Advisory Panel Votes Against Drug's Approval Because of Potential Side Effects

By Daniel J. DeNoon
WebMD Health News

Reviewed By Laura J. Martin, MD

July 15, 2010 -- Don't approve Qnexa for weight loss, an FDA expert advisory panel today said in a 10-6 vote.

The panel of medical experts found Qnexa effective but worried about millions taking it before safety concerns are answered.

The FDA usually follows the recommendation of its advisory panel, but the split vote, and some of the comments by panelists, may leave the FDA room to approve the drug.

"I hope my 'no' vote will allow more discussion. I would not be upset if it were approved with more indications [limiting its use]," said panel chair Kenneth Burman, MD, of Georgetown University.

With the rest of the panel, Burman agreed that Qnexa works better than any approved weight loss drug. While people taking it don't get thin, they do lose 6% to 10% of their body weight -- if they also undergo a program of diet and exercise.

But the drug has side effects, both known and theoretical.
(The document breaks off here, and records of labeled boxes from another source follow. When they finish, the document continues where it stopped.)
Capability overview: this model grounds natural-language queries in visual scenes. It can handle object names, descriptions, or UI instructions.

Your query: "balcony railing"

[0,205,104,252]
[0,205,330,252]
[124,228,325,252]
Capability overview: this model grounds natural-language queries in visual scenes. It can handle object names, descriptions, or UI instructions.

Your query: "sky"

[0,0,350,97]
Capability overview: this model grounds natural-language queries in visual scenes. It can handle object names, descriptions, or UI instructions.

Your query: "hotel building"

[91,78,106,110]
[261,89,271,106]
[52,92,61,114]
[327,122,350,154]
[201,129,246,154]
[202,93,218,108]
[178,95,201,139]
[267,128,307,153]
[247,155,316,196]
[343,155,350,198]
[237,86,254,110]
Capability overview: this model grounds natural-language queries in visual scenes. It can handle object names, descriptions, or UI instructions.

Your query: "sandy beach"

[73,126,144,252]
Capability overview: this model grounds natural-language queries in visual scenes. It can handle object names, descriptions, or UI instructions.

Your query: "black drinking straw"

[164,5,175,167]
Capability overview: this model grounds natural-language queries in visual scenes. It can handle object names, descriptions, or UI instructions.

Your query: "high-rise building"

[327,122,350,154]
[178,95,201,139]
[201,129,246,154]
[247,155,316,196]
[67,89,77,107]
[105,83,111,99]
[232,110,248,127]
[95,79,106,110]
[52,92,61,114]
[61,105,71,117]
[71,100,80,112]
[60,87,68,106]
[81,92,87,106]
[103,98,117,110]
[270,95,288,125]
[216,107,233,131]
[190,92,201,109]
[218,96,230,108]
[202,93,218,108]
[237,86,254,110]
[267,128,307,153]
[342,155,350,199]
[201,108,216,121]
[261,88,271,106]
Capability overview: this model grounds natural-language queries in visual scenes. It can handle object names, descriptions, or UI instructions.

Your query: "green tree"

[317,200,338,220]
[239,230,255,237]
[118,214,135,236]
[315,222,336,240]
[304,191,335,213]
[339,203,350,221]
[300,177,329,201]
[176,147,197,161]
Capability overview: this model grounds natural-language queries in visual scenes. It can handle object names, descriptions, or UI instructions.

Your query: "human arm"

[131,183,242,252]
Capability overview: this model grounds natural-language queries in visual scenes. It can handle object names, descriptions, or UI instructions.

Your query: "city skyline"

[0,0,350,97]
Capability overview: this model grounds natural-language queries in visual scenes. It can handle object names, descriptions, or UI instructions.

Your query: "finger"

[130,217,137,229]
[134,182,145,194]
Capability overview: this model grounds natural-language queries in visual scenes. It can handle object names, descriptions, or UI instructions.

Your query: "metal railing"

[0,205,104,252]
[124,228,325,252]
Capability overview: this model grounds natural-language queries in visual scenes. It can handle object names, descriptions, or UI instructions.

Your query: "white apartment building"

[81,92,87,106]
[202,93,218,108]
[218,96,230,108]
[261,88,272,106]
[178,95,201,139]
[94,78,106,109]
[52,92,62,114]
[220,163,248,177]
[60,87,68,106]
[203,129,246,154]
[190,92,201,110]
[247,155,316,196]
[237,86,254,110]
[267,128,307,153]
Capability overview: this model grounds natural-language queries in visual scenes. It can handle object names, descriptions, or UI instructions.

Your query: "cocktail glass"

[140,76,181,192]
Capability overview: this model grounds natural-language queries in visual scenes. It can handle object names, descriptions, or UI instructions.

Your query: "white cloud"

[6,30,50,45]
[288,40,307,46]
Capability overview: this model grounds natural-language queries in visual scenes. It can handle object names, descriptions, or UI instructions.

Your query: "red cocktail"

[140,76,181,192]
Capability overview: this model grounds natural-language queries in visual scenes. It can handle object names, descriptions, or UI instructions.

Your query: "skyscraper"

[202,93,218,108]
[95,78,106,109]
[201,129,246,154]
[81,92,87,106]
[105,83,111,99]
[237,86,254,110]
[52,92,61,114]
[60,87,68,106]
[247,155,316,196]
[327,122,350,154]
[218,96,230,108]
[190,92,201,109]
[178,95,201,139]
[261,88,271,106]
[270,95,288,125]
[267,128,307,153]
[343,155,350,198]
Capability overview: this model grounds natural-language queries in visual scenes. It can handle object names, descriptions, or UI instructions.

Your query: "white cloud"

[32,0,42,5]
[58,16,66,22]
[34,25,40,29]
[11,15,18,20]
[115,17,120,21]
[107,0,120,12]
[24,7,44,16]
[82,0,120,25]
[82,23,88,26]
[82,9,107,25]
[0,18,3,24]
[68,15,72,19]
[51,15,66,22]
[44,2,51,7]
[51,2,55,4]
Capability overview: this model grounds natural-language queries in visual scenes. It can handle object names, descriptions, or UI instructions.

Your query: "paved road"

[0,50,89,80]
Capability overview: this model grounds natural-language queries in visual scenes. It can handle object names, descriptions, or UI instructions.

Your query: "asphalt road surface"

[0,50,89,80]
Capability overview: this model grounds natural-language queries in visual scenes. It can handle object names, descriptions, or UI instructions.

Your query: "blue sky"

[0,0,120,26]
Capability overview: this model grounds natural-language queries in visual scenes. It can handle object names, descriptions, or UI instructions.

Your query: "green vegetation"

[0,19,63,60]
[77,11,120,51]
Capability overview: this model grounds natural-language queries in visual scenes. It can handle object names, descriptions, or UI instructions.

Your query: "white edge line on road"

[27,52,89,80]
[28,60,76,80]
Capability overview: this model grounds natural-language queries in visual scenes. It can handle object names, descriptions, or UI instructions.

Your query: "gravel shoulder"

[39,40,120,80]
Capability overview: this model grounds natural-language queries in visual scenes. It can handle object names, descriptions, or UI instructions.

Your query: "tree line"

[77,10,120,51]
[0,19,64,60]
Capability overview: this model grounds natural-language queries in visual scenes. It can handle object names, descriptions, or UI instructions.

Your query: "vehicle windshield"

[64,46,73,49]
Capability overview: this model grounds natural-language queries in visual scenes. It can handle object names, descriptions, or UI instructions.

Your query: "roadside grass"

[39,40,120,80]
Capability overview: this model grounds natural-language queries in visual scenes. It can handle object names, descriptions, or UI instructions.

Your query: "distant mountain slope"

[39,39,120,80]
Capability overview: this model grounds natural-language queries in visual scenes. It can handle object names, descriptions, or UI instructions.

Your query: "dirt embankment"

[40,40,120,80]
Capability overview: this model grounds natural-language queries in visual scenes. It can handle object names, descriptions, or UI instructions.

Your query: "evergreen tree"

It may cause birth defects, it may increase suicide risk, it can cause a condition called metabolic acidosis that speeds bone loss, it increases risk of kidney stones, and may have other serious effects.

"It is difficult if not impossible to weigh these issues as the clinical trials went on only for a year, and patients will use this drug for lifetime," Burman said. "It is impossible to extrapolate the trial data to the wider population."

Even so, the FDA was listening to Burman and other panelists who said their vote against approval was a close call.

"When you listen to even the 'no' voters, you got the sense a lot of people had a little bit of hesitancy," FDA Deputy Director for Endocrine Products Eric C. Colman, MD, said in a news conference. "They were not strongly against the drug but had lingering concerns that made them vote 'no.'"

Potential for Widespread Use

Qnexa is a combination of low doses of two drugs already on the market: the amphetamine phentermine and the seizure drug topiramate.

It's targeted for use only by obese patients and in overweight people with a BMI of 27 or more plus a weight-associated condition such as high cholesterol, type 2 diabetes, or high blood pressure. But panelists worried that millions of people struggling with their weight will want to give the drug a try.

They worry because both phentermine and topiramate have serious side effects. Phentermine is the "phen" half of the failed weight-loss drug fen-phen, although that drug's heart toxicity was almost entirely due to its "fen" half. Topiramate is linked to attention and memory problems, and to depression and suicidal thoughts. It also causes birth defects in lab animals.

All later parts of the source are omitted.